We get this idea when we read Obadiah, who comes right before Jonah. Obadiah, besides being the shortest book in the Old Testament, also comes across as fairly harsh. There seems to be very little room to maneuver for the people on the receiving end of judgment. It would seem their hearts had become so enmeshed in their way of life that the possibility of repenting had all but disappeared. Which is where Jonah comes in to challenge that idea.
See, Jonah was called to preach judgment to the Ninevites. Nineveh was the capital city of Assyria, a historically notorious country for violence, cruelty, and harsh treatment of its own people and conquered peoples. Assyria had also been the nation to conquer and capture the northern kingdom of Israel – so Judah would be right to fear Assyria, especially later when Assyria showed up on their doorstep. Anyway, Jonah received his call and promptly “noped” right out to the coast to catch a boat to Tarshish. The Bible is almost comical in its threefold repetition of Jonah’s destination, as if to say, “No really, Jonah is dead-set on removing himself from this whole going to Nineveh thing, and don’t try to stop him.” There are times when people can choose to not go with God’s calling… this was not one of those times. God was not taking “no” for an answer.
So a storm comes up, some plot devices happen, and Jonah is tossed overboard and sits inside a sea creature for three days praying. While it is a lovely prayer, it is odd that the idea of an apology or acknowledgment of wrongdoing never come up. It’s as if Jonah recognizes God’s power, but is continuing to hold his heart just out of reach of being softened or changed. God gives Jonah a second chance, and Jonah is vomited out onto shore. Vomited, ya’ll… Ugh.
Jonah walks the length of the city, and the entire city, nay the nation, begins fasting and mourning their behavior and repents. And, well, God relents. See, Jonah’s message wasn’t “turn or burn.” Jonah’s message was, “This place is gonna be toast in a month or so. Good luck!” The Ninevites turned on the off chance that God would relent – and God did.
So why tell this story? Well, there are groups here in America that you probably see as Ninevites: Republicans, Democrats, Northerners, Southerners, Liberals, Conservatives, etc. Are they in need of God’s love and message? Or do you really just want to watch them wallow in whatever destruction you see coming?
At the end of the story, Jonah was mad at God. He was angry because God had relented from allowing destruction to fall on the Ninevites. Jonah was angry at God’s character, revealed at Sinai and in Jesus: “For I know that You are a compassionate and gracious God, slow to anger, abounding in kindness, renouncing punishment.

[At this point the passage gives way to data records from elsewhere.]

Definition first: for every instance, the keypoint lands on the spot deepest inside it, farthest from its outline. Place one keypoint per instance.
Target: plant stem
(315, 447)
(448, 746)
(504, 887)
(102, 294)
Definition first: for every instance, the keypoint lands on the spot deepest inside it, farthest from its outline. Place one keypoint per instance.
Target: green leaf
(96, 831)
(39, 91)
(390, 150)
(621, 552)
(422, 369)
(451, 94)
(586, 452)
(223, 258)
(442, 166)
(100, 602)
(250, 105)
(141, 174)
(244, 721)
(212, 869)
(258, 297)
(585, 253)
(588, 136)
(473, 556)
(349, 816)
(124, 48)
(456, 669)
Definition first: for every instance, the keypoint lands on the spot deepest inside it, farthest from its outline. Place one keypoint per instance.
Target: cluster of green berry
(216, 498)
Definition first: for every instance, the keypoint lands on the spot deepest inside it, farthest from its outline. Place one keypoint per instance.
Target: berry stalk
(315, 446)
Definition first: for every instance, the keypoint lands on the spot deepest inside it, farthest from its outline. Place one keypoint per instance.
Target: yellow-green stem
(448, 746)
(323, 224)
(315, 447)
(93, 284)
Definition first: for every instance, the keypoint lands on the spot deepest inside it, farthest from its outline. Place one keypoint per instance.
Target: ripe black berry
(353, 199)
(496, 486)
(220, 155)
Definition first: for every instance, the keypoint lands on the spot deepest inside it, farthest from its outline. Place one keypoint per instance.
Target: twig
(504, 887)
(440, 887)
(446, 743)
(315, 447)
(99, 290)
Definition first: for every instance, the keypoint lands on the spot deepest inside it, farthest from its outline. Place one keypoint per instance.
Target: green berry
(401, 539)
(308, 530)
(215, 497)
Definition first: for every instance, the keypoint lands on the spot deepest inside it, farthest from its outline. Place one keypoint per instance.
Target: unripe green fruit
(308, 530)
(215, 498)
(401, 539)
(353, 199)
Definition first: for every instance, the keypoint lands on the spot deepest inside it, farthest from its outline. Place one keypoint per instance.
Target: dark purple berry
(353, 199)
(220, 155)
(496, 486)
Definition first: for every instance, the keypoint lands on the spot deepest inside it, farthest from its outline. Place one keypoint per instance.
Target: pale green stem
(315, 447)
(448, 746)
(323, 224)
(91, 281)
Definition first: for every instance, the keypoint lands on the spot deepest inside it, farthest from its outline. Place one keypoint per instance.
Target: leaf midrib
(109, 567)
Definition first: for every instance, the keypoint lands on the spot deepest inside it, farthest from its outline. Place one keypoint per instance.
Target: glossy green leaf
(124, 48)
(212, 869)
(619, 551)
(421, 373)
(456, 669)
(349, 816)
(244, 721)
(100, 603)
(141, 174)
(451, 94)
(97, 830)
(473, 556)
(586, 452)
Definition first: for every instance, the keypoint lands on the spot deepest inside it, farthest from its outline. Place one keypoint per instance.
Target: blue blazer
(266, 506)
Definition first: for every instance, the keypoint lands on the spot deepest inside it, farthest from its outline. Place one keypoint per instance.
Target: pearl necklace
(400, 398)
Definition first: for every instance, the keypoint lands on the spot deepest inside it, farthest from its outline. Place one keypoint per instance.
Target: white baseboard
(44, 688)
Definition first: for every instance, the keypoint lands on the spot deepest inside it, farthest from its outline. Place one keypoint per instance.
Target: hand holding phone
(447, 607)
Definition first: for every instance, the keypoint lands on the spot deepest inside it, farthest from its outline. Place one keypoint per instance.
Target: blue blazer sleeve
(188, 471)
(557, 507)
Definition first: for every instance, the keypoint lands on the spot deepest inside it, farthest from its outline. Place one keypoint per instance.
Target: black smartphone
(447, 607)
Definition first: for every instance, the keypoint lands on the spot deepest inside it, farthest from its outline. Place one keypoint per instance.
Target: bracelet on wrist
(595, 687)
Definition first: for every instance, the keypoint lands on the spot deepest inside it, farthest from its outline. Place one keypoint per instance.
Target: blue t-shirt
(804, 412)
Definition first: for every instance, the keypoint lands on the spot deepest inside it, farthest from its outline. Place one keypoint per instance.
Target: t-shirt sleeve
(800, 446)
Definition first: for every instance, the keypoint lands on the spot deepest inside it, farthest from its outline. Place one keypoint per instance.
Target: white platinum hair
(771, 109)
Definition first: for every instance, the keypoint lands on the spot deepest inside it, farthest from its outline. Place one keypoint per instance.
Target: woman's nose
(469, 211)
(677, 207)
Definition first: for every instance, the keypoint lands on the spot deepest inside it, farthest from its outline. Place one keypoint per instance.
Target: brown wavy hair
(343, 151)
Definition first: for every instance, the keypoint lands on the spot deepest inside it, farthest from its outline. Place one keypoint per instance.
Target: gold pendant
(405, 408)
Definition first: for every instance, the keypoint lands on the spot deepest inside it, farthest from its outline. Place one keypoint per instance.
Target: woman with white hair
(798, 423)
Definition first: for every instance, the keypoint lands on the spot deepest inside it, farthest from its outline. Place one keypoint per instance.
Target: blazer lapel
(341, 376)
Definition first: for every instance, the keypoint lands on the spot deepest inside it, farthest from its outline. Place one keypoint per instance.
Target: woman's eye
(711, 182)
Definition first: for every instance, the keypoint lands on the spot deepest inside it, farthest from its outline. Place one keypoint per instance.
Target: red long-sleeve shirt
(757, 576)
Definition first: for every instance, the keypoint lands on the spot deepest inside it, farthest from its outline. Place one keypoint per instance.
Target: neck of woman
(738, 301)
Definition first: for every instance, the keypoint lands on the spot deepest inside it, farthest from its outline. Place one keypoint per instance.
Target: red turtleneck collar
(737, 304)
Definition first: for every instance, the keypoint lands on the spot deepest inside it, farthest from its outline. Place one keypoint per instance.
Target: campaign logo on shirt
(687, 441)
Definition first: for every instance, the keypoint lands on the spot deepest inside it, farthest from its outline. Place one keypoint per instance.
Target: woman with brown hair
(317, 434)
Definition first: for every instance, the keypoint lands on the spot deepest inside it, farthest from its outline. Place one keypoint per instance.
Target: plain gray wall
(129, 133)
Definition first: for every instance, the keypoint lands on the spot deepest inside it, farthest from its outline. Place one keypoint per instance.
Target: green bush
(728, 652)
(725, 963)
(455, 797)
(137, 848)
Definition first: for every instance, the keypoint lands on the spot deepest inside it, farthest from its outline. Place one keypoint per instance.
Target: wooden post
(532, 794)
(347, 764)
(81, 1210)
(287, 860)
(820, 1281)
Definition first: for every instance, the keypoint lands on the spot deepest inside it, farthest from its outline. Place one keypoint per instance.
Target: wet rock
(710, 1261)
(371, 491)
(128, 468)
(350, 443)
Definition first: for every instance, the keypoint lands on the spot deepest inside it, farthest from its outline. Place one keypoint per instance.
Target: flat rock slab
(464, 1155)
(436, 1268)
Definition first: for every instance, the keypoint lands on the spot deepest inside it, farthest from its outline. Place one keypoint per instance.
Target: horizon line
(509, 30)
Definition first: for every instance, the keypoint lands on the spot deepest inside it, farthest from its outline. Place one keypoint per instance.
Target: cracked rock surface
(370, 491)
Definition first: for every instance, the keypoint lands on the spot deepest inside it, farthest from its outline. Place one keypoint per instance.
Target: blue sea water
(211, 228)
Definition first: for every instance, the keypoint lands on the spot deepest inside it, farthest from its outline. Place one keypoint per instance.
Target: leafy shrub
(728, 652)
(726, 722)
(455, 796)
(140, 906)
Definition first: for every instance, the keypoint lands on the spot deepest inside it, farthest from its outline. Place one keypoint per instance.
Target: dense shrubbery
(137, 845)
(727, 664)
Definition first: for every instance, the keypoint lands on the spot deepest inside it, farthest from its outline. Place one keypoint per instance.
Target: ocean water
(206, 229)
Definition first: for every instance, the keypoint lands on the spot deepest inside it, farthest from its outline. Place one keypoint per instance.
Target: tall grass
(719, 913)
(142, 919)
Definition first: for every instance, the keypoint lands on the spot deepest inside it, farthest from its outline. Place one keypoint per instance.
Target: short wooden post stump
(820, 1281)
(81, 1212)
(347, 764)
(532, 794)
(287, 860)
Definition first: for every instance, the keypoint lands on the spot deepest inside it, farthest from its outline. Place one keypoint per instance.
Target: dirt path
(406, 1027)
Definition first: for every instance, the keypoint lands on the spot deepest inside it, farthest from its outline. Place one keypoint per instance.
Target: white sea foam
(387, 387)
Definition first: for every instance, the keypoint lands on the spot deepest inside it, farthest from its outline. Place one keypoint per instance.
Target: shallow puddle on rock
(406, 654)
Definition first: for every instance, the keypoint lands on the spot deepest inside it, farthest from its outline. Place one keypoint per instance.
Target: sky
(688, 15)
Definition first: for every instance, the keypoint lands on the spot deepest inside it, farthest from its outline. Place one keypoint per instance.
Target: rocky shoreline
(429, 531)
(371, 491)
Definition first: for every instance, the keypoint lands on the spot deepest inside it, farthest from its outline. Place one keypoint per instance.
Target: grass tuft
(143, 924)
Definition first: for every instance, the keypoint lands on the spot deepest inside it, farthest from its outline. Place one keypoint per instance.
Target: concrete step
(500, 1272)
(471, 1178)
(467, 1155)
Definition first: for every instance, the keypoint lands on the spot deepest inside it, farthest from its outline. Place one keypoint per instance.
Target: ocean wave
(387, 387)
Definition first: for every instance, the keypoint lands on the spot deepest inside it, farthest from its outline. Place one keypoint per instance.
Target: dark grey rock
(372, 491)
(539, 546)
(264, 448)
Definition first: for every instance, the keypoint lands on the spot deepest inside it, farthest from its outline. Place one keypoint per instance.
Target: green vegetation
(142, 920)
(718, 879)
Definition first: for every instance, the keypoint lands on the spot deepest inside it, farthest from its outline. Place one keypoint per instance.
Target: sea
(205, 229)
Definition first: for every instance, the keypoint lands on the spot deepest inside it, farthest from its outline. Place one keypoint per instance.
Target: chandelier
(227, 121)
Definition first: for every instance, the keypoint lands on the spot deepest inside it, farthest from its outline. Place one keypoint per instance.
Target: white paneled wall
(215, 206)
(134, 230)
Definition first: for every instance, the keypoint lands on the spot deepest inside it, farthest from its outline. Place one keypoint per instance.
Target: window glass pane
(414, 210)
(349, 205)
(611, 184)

How would you react if you found out your “enemies,” or those you see as doomed to destruction had received God’s forgiveness? What would you do if you found out your scope of God’s grace was too narrow? Would you pout like Jonah? Would you refuse to celebrate like the older brother in the story of the prodigal son?
I wonder sometimes if the American church, in particular, really wants to go out and reach the lost. I don’t wonder if it doesn’t secretly revel in its “special” status while watching the world continue on its path. I don’t wonder if that’s a similar attitude the Israelites held before the exile…
How does the way you speak about others model to your children the values of evangelism, grace, mercy, and forgiveness? How does your lifestyle set you apart from the world without removing you from the world? What may you need to repent of in order to extend grace to others?